Prepare is the process of converting a floating-point model into a pseudo-quantized model. This process involves several key steps:
Operator Replacement: Some torch function operators (such as F.interpolate) need to have FakeQuantize nodes inserted during quantization. Therefore, these operators are replaced with corresponding Module type implementations (horizon_plugin_pytorch.nn.Interpolate) to place the FakeQuantize nodes inside this Module. The model before and after replacement is equivalent.
Operator Fusion: BPU supports fusing specific computational patterns, where the intermediate results of fused operators are represented with high precision. Therefore, we replace multiple operators to be fused with a single Module to prevent quantizing the intermediate results. The model before and after fusion is also equivalent.
Operator Conversion: Floating-point operators are replaced with QAT (Quantization-Aware Training) operators. According to the configured qconfig, QAT operators will add FakeQuantize nodes at the input/output/weights.
Model Structure Check: The QAT model is checked, and a check result file is generated.
Due to historical reasons, there are two early interfaces, prepare_qat and prepare_qat_fx, in the Plugin. These will gradually be deprecated. We only recommend using the prepare interface introduced in this document.

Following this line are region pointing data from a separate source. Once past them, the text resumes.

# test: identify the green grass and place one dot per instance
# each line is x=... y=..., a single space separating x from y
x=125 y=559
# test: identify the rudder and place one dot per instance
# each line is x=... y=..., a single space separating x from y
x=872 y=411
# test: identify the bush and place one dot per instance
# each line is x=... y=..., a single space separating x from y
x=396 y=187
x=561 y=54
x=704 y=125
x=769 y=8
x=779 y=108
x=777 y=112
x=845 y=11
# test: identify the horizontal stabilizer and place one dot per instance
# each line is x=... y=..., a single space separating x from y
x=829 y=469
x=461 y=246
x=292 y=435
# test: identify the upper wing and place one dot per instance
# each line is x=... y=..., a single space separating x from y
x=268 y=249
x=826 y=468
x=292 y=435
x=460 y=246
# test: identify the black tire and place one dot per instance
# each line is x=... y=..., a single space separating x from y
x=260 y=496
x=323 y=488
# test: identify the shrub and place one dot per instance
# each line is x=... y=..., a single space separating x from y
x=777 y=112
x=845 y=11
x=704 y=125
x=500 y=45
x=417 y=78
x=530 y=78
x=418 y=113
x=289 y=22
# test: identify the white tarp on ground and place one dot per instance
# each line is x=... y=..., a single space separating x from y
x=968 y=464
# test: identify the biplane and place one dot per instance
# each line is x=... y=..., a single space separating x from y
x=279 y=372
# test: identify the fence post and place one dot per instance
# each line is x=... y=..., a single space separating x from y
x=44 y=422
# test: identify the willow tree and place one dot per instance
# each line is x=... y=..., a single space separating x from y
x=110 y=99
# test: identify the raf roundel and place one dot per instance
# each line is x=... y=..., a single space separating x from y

The usage of the prepare interface is as follows:
There are four prepare methods, compared as follows:
| method | Principle | Advantages | Disadvantages |
|---|---|---|---|
| PrepareMethod.JIT & PrepareMethod.JIT_STRIP | Use hooks and subclass tensor to get the graph structure, performing operator replacement/operator fusion on the original forward. | Fully automatic, minimal code modification, hides many detail issues, easy to debug. | Dynamic code blocks need special handling. |
| PrepareMethod.SYMBOLIC | Use symbolic trace to get the graph structure, performing operator replacement/operator fusion on the recompiled new forward. | Fully automatic, hides many detail issues. | Does not support dynamic control flow, some data types and Python operations, less convenient for debugging. |
| PrepareMethod.EAGER | Does not sense the graph structure. operator replacement/operator fusion needs to be done manually. | Flexible usage, controllable process, easy to debug and handle various special needs. | Requires more manual operations, more code modifications, high learning cost. |
Currently, JIT and JIT_STRIP are our recommended methods. The difference between them is that JIT_STRIP will identify and skip pre-process and post-process based on the positions of QuantStub and DequantStub in the model. Therefore, if there are pre-process and post-process steps in the model that do not need to be quantized, use JIT_STRIP. Otherwise, they will be quantized. Apart from this difference, they are completely identical. SYMBOLIC and EAGER are earlier solutions with many usability issues. We do not recommend using these two methods.
When example_inputs is provided, prepare will perform a model structure check by default. If the check completes, a model_check_result.txt file can be found in the running directory. If the check fails, you need to modify the model based on the warning prompts or call horizon_plugin_pytorch.utils.check_model.check_qat_model separately to check the model. The check process is the same as check_qat_model in the debug tool, and the analysis of the result file is detailed in the check_qat_model related documentation.